# Hidden Gems



## Denny James (Jul 12, 2006)

I am preparing a program for The Villages, Florida Classical Music Club (230 members) on hidden gems of classical music and would appreciate any suggestions you might have. Our club is a mix of inexperienced but appreciative listeners of classical music up to professional musicians. Perhaps a few examples from past presentations of music the majority of the group both liked and had not heard before will help calibrate you on their level of experience: Marco Enrico Bossi's Giga, Anton Rubinstein's Kamenoi Ostro, Phillip Glass's The Light from his 4th symphony.
Thanks


----------



## Ephemerid (Nov 30, 2007)

Sounds like a great idea Denny! 

As far as "hidden gems" go, how about these?
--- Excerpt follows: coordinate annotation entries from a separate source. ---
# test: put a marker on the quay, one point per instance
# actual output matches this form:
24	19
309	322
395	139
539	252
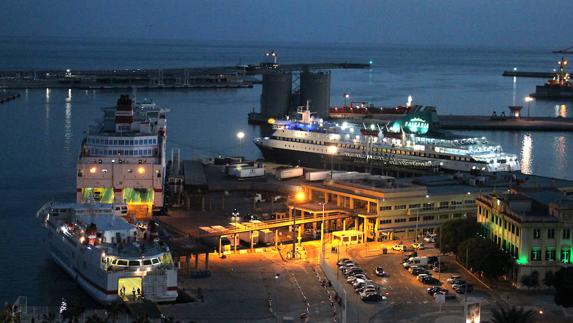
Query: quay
8	96
241	76
543	75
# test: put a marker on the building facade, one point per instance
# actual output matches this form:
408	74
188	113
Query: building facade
387	208
534	226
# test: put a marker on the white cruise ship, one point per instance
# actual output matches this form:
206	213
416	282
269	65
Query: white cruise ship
110	258
414	141
122	158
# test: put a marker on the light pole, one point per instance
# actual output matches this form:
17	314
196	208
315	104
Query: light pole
322	234
300	196
528	99
240	136
331	150
346	97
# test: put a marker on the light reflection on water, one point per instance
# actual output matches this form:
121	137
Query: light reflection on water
526	154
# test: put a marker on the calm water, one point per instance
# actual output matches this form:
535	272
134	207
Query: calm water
42	130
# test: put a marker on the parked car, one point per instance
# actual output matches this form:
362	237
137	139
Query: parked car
418	246
371	298
453	278
399	247
379	271
436	289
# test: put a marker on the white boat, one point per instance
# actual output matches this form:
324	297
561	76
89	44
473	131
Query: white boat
414	141
110	258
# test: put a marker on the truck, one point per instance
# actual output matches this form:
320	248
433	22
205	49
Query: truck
282	173
317	175
246	170
266	237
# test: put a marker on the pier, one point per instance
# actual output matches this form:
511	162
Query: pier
241	76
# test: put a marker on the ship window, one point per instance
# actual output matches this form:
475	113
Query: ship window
133	263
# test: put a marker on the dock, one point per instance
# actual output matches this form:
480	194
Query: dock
240	76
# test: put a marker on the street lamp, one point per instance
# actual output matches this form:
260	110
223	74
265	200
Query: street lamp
528	99
240	136
331	150
299	196
346	96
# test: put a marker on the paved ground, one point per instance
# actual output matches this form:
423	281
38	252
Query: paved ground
246	288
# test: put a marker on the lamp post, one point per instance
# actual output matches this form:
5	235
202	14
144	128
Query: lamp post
240	136
346	97
528	99
300	196
331	150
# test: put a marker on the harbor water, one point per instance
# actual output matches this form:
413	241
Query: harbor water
42	129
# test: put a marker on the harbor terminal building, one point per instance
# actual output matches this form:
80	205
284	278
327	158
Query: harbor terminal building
533	222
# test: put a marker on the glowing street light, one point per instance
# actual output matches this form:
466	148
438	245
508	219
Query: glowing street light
240	136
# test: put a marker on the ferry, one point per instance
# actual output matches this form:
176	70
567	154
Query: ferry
122	158
559	86
413	141
110	258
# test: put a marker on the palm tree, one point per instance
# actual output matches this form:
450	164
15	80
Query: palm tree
48	318
512	314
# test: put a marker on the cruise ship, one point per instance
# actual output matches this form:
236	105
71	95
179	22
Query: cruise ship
110	258
122	158
413	141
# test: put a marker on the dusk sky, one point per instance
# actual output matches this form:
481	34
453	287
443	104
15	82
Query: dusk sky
523	23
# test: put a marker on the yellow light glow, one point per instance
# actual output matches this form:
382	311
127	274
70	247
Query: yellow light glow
300	196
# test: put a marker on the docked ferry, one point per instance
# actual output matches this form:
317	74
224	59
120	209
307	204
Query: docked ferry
122	158
413	141
110	258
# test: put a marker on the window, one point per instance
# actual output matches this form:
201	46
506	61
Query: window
550	254
550	233
536	254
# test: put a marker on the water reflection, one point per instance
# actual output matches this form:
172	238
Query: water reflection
560	148
526	154
68	127
561	110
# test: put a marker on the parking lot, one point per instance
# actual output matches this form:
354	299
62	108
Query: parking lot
405	296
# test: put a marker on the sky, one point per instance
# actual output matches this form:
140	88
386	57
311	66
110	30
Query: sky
499	23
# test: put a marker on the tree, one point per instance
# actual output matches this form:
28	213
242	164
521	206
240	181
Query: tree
531	280
513	314
454	232
563	283
483	257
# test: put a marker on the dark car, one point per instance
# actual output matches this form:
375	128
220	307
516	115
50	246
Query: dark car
371	298
379	271
436	289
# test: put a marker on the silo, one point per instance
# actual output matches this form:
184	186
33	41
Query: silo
316	88
276	92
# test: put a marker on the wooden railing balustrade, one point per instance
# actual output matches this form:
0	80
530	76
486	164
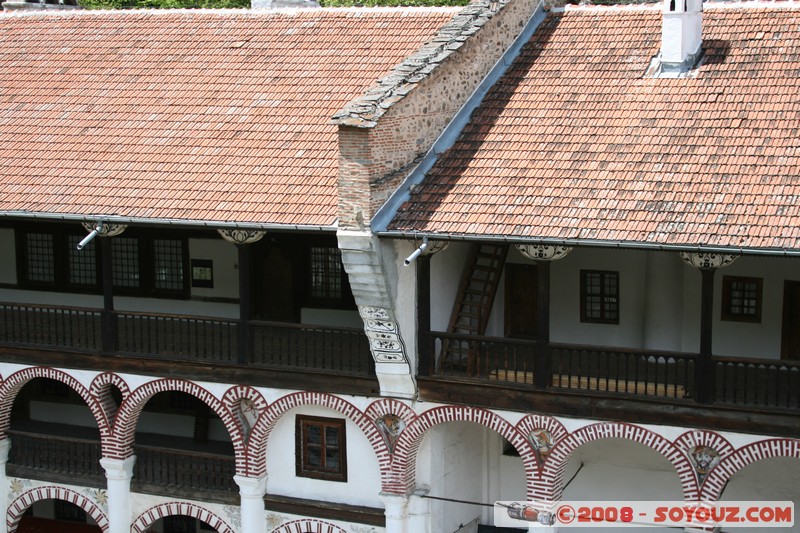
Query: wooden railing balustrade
167	467
189	338
767	382
60	458
759	383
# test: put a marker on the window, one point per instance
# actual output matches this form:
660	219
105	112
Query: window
321	450
600	296
326	273
741	299
141	262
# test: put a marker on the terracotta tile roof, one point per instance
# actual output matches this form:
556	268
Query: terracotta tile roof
574	143
189	115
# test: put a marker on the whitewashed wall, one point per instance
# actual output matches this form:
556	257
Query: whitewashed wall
363	476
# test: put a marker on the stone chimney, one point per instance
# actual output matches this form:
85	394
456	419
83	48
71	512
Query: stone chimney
681	34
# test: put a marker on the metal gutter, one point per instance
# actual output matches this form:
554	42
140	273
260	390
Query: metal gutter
209	224
596	243
453	130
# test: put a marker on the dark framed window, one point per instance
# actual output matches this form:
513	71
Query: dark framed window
741	299
142	263
321	448
600	296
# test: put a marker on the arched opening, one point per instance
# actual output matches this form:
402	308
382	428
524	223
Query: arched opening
54	436
771	479
56	516
180	524
467	468
183	448
614	469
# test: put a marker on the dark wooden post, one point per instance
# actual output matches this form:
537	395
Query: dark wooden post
244	303
425	341
543	371
109	334
705	381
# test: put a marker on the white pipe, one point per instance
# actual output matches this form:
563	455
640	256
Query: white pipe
86	240
410	259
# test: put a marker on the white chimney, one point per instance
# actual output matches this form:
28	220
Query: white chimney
681	34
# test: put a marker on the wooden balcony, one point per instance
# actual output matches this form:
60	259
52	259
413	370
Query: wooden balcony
665	383
270	345
70	454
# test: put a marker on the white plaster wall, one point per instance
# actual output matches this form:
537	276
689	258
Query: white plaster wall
225	259
776	479
565	324
447	268
363	475
754	339
619	470
8	266
464	461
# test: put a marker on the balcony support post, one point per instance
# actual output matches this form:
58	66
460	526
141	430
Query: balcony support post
396	511
109	334
245	291
424	339
5	448
543	368
251	492
704	367
118	478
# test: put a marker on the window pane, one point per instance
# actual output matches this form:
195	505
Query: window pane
82	263
125	262
169	263
326	272
40	257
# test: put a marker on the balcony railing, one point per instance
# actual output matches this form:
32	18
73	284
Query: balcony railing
59	458
610	371
191	338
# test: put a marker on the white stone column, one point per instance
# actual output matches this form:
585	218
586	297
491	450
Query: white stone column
118	479
251	493
419	512
5	447
396	511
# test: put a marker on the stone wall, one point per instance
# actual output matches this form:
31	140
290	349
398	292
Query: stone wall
386	131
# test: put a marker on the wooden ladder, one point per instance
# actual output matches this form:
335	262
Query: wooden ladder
473	303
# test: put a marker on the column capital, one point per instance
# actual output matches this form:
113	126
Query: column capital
251	487
241	236
543	252
706	261
118	469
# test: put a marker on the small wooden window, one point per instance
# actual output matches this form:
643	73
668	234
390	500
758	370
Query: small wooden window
741	299
321	450
600	296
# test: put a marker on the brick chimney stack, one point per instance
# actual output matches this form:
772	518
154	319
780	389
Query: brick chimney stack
681	34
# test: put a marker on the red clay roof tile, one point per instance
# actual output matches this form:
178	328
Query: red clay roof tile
203	115
574	142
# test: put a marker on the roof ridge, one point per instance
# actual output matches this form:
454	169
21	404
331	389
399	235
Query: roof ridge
365	110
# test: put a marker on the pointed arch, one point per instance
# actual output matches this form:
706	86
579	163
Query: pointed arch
131	408
9	389
152	515
266	422
744	456
101	389
405	451
52	492
308	526
553	471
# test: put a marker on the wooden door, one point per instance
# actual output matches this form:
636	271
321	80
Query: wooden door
520	294
790	332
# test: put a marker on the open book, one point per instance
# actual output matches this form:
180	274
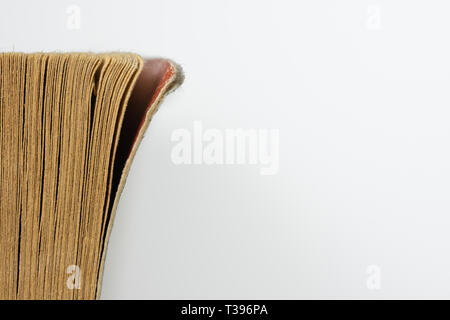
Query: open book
70	125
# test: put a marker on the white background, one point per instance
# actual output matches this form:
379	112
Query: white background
359	91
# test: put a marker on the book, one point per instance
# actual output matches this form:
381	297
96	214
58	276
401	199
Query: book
70	124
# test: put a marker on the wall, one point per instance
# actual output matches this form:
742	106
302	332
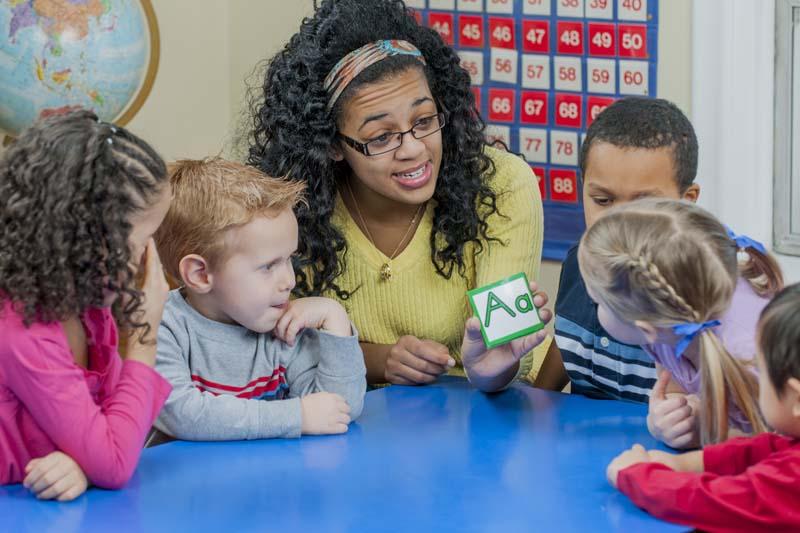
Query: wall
209	49
674	83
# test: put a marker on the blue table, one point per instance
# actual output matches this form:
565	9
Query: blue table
438	458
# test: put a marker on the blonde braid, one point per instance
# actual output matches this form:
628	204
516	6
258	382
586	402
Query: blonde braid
652	279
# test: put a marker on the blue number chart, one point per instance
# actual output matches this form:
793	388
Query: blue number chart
541	72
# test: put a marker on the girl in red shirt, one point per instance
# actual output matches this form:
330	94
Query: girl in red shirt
744	484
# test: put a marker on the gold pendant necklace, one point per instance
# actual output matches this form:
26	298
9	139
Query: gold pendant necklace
386	269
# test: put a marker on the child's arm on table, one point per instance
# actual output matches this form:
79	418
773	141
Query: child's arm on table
689	489
330	361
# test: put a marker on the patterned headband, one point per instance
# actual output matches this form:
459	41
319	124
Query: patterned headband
360	59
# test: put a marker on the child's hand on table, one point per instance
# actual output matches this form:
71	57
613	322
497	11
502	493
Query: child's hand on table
324	413
672	417
55	476
637	454
314	312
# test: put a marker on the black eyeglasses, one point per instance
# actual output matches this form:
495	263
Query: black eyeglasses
391	141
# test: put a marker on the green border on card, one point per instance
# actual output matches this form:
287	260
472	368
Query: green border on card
503	340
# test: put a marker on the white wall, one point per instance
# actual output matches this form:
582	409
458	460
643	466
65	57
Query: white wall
732	91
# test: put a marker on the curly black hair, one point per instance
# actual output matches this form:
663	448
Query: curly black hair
68	187
638	122
293	133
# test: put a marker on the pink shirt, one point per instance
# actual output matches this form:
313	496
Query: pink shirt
98	416
737	331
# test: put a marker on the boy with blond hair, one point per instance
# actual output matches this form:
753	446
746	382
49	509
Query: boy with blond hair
245	361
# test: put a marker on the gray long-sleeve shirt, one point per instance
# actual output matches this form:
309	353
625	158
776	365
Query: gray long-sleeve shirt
221	375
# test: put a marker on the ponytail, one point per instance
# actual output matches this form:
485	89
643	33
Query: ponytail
761	270
724	377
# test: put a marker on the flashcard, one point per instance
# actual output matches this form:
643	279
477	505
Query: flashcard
505	309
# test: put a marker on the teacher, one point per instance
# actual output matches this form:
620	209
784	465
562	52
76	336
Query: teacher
408	208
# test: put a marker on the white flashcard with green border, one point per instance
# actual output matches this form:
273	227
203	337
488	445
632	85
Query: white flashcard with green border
505	309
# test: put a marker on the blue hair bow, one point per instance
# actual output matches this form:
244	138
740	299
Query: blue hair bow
744	242
689	331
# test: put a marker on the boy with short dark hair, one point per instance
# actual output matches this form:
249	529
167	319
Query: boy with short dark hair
637	147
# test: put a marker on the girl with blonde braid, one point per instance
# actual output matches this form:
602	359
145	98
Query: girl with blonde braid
669	276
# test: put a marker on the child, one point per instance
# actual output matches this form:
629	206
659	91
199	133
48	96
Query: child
745	484
79	202
637	147
230	335
665	275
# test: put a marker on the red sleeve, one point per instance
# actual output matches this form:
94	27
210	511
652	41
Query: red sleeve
763	498
737	455
105	440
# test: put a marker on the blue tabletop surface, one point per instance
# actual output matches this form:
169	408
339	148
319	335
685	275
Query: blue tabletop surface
443	457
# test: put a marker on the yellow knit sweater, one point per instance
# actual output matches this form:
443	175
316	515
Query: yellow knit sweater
416	300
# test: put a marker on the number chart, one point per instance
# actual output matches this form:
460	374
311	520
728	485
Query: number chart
541	71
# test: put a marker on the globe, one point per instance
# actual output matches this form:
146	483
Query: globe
96	54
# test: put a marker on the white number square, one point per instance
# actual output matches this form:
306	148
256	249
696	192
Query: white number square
563	147
632	10
504	65
495	132
567	73
600	9
533	144
473	6
536	7
633	77
601	76
442	4
535	71
569	8
500	6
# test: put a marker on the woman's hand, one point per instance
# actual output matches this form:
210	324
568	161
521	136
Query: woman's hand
413	361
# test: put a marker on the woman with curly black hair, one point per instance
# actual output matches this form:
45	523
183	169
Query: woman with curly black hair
79	202
408	208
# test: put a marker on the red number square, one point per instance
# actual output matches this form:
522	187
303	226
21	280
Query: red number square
594	106
470	31
443	24
501	32
539	173
632	40
570	38
563	185
568	110
501	105
533	107
601	39
536	36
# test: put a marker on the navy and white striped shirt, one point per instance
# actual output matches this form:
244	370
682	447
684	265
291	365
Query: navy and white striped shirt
598	366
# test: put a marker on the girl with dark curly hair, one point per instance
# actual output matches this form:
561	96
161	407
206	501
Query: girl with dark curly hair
79	202
408	207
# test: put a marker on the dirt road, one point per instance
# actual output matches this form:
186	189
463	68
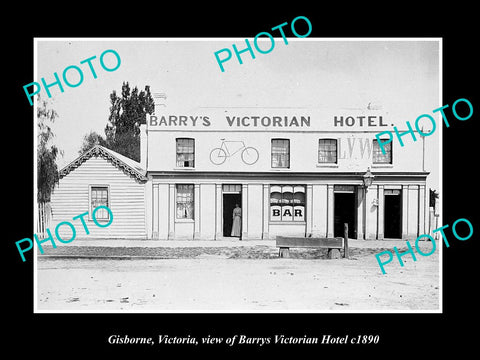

_Lou Harrison: Suite for Cello and Harp 
John Cage: In a Landscape (for piano)
Erik Satie: Socrate (two version: soprano & orchestra or temor & piano)
Igor Stravinsky: Apollon musagetes (for string orchestra)
Igor Stravinsky: Eight Instrumental Miniatures
Toru Takemitsu: Tree-Line (for chamber orchestra)
Toru Takemitsu: Garden Rain (for brass ensemble)
Claude Debussy: Sonata for flute, viola and harp
Claude Debussy: Danse sacree et profane (for harp and strings)
Aaron Copland: Our Town Suite
Ingolf Dahl: Conertino a Tre (for clarinet, violin and cello)
Ralph Vaughan-Williams: Silent Noon (I prefer the version for baritone and piano)_

Also, Stokowski did a nice orchestration of Debussy's _The Engulfed Cathedral..._

The Takemitsu pieces are the only rather "radical"sounding pieces, but its far from Schoenberg.

The Harrison piece is probably VERY hard to find. If you are interested in that piece, I can direct you to it (hopefully it is not out of print)-- just PM me. 

~josh


----------



## Kurkikohtaus (Oct 22, 2006)

Sibelius: _Kurkikohtaus_

(Scene with Cranes from _Kuolema_)


----------



## ChamberNut (Jan 30, 2007)

fool on the hill said:


> Claude Debussy: Danse sacree et profane (for harp and strings)~josh


Love this one Josh! I have that version for harp and strings, there is also a harp and orchestra version.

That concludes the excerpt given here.